Diego Garcia Is a British colony in the Indian Ocean, from which American bombers patrol the Middle East. There are few places as important to American military planners as this refuelling base between two continents. Who lives there? During President Clinton's attack on Iraq in 1996 a BBC commentator referred to the island as 'uninhabited' and gave no hint of its past. This was understandable, as the true story of Diego Garcia is instructive of times past and of the times we now live in.

Diego Garcia is part of the Chagos Archipelago, which ought to have been granted independence from Britain in 1965 along with Mauritius. However, at the insistence of the United States, the Government of Harold Wilson told the Mauritians they could have their freedom only if they gave up the island. Ignoring a United Nations resolution that called on the British 'to take no action which would dismember the  territory of Mauritius and violate its territorial integrity', the British Government did just that, and in the process formed a new colony, the British Indian Overseas Territories. The reason and its hidden agenda soon became clear.

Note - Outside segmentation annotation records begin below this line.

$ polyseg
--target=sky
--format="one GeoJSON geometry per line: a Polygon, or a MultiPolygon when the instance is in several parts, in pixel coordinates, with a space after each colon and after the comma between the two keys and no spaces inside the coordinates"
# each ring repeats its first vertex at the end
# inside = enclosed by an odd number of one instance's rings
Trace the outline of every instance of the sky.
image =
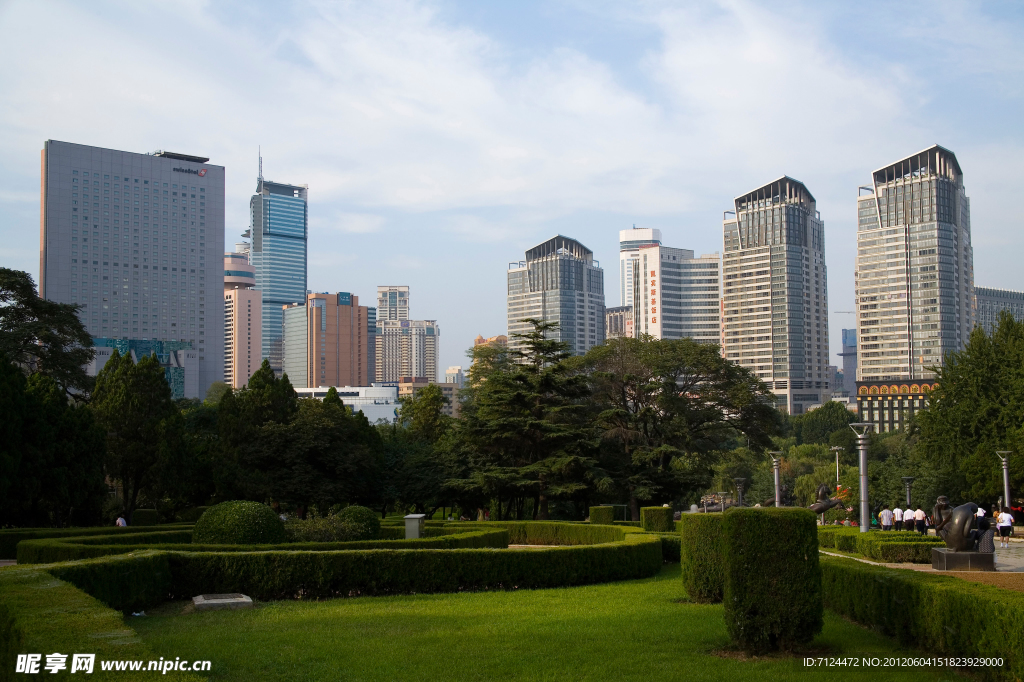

In high secrecy, the Foreign Office leased the island to Washington for fifty years, with the option of a twenty-year extension. The British prefer to deny this now, referring to a 'joint defence arrangement'. This is sophistry; today Diego Garcia serves as an American refuelling base and an American nuclear weapons dump. In 1991, President Bush used the island as a base from which to carpet-bomb Iraq. In the same year the Foreign Office told an aggrieved Mauritian government that the island's sovereignty was 'no longer negotiable'.

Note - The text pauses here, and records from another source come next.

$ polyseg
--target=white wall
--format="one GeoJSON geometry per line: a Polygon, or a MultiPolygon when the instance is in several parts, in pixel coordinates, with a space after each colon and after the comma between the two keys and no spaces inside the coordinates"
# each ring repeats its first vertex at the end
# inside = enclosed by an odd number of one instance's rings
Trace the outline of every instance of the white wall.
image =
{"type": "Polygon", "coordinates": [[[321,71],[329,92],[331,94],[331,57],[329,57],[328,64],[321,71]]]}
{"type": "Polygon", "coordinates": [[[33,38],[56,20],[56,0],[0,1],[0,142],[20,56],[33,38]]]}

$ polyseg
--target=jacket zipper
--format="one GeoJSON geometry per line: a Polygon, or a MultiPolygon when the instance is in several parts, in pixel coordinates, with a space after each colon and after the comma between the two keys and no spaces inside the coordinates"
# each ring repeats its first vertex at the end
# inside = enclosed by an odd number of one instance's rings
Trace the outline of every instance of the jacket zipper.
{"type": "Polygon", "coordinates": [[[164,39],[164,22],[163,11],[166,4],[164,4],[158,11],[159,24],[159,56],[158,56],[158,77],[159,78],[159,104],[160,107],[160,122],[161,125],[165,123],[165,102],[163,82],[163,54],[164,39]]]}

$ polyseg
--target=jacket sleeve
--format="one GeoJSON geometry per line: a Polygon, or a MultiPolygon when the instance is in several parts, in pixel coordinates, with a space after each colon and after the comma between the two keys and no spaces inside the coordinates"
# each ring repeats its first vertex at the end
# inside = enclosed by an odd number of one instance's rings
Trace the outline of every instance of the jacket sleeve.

Until 1965, the Ilois people were indigenous to Diego Garcia. With the militarisation of their island they were given a status rather like that of Australia's Aborigines in the nineteenth century: they were deemed not to exist. Between 1965 and 1973 they were 'removed' from their homes, loaded on to ships and planes and dumped in Mauritius. In 1972, the American Defense Department assured Congress that 'the islands are virtually uninhabited and the erection of the base will cause no indigenous political problems'. When asked about the whereabouts of the native population, a British Ministry of Defence official lied, 'There is nothing in our files about inhabitants or about an evacuation.'

A Minority Rights Group study, which received almost no publicity when it was published in 1985, concluded that Britain expelled the native population 'without any workable re-settlement scheme; left them in poverty; gave them a tiny amount of compensation and later offered more on condition that the islanders renounced their rights ever to return home'. The Ilois were allowed to take with them 'minimum personal possessions, packed into a small crate'. Most ended up in the slums of the Mauritian capital, leading wretched, disaffected lives; the number who have since died from starvation and disease is unknown.